I pulled my hand away, then turned, hooking my arm through Olmina’s soft, heavy arm once more, and strode away at a rapid pace, pulling her along with me, until she tugged back to slow me down.
“He’s a handsome one, that man,” she commented, “a bit rash, but the face of a seraph.”
Ah,
I thought, smiling,
so even Olmina has been moved by him.
After that meeting, I found his tall, lank frame a singular source of disruption whenever he appeared. He differed greatly from my father, who entered a room and immediately established a presence with others. I knew where I stood in a room with my father, even with his sporadic ill tempers, for he was, at least at one time, an almost predictable class of planet.
But whenever Hamish advanced, I was unsure of my ground. I found myself leaning too close to him at times. I remembered the
pavana venetiana, the pavana ferrarese,
the exquisite dances of my youth, accompanied by the lute, an instrument considered too sensual for women to play. The evenings at the Villa Barberini, lit by long rectangles of late sun falling from the windows as we passed in and out of the circles of honey-scented candles. Back then, my mother looked expectantly upon my unflagging joy in the music. She thought of suitors; I thought of gestures. She’d never savored that kind of freedom, for she’d married my father at fifteen and hadn’t known another before him. Sometimes when I danced, I imagined a homunculus, a little man dancing within at the center of me. (Is this what it felt like to be full with child?) I never tired of the saltarellos, the pivas, the
spingardi.
Until the death of Maurizio.
My notes for
The Book of Diseases
occupied me well as Edenburg’s dark days of winter progressed, but I began to cherish the occasions when I would meet Hamish, and fret when I did not.
Christmas in Edenburg was a solemn affair. The inhabitants were forbidden by the Presbyterian elders to bake yuletide bread in their homes, and even the poor bakers themselves were interrogated about those who might order any such cake or bun. To cheer me, Hamish had agreed to escort me on another walk along the Water of Leyth the following day. Lorenzo joined us.
After we passed through the town gates, we followed the footpath that ran along the banks of the water, southward this time, toward its source in the Pentland Hills. Dark red coppices of willow stood dripping in the fog. Gorse and withered grasses lay sodden beyond the trees. “I warned you that you won’t see much of the countryside today,” said Hamish, amused that I’d insisted on going out anyway.
“Yes, but we can sense the fields and hills, the scent of winter earth. Maybe we’ll even hear a few birds,” I answered, pulling my red Hollant cloak about me. Naturally I couldn’t admit to Hamish that I had just wanted to see
him.
Lorenzo piped up from behind us. “This cold could split a stone! Still, it’s better than coal smoke and gloomy houses.”

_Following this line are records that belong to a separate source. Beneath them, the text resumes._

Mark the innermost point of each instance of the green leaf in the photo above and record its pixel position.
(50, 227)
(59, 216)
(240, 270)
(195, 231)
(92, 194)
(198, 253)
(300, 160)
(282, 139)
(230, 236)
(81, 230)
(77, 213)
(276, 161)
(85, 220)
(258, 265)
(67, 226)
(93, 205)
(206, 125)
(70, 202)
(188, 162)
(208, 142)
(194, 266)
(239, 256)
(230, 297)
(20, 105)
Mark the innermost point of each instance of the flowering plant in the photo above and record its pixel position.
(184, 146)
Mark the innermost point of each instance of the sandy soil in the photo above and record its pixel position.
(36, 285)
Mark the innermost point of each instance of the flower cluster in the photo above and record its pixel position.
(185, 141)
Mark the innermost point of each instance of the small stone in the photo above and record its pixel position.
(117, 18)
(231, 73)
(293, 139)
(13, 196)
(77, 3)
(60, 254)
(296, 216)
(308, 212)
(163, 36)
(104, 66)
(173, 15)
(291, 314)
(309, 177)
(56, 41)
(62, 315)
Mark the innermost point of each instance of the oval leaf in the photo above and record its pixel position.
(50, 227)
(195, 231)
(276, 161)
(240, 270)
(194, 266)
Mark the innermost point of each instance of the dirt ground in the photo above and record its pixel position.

“You’re right, this is just the thing for a dry temperament, though I suppose we could do without the bilious cold,” I agreed.
“And so, do you organize your book by the humors, then?” asked Hamish.

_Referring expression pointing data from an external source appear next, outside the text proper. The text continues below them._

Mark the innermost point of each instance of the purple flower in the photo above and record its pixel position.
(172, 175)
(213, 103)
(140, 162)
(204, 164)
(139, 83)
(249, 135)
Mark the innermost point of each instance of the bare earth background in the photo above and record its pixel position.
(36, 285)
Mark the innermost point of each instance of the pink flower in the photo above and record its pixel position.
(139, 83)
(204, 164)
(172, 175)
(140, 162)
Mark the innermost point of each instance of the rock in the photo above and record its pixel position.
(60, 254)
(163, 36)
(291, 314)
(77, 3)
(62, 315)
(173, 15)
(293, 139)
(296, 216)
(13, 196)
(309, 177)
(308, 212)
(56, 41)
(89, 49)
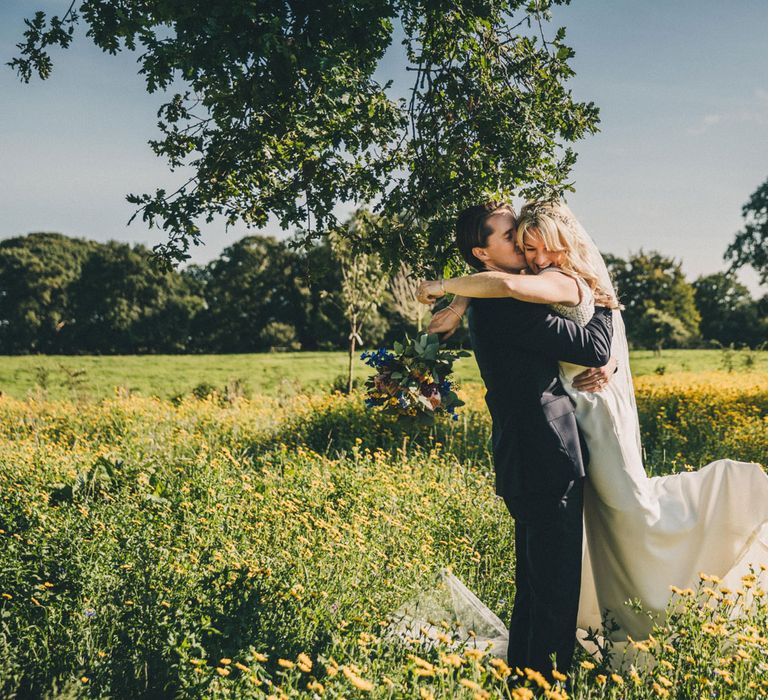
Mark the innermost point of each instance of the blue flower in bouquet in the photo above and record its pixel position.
(411, 381)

“I’m not sure thus far of the classes of malady and cure. My father hadn’t yet suggested categories, so I lack his guidance.” We walked briskly as we spoke, to warm ourselves, and Lorenzo dropped behind.
“Wouldn’t it be more useful to gather them under the elements of place rather than humors? For those of us who live in wet regions would be able to turn to ‘Diseases Engendered by Rivers and Lakes,’ ‘Diseases Wrought by Swamps,’ and so on.”
I was delighted by this suggestion. “There is a great appeal to the Hippocratic Corpus,” I admitted, “the three environs of Airs, Waters, and Places. But the places aren’t entirely fitting for this work, though I’m drawn to the category of waters. When a person is porous, he is healthy. We may judge disease by the motions of water, how the urine flows, its color and quality, likewise the sweat, saliva, and tears. But the humors are more compelling for me. A melancholic can turn to her inclination and immediately find ways to restore balance.” As I spoke, I warmed to his presence beside me. No man had talked so freely with me about medicine since my father.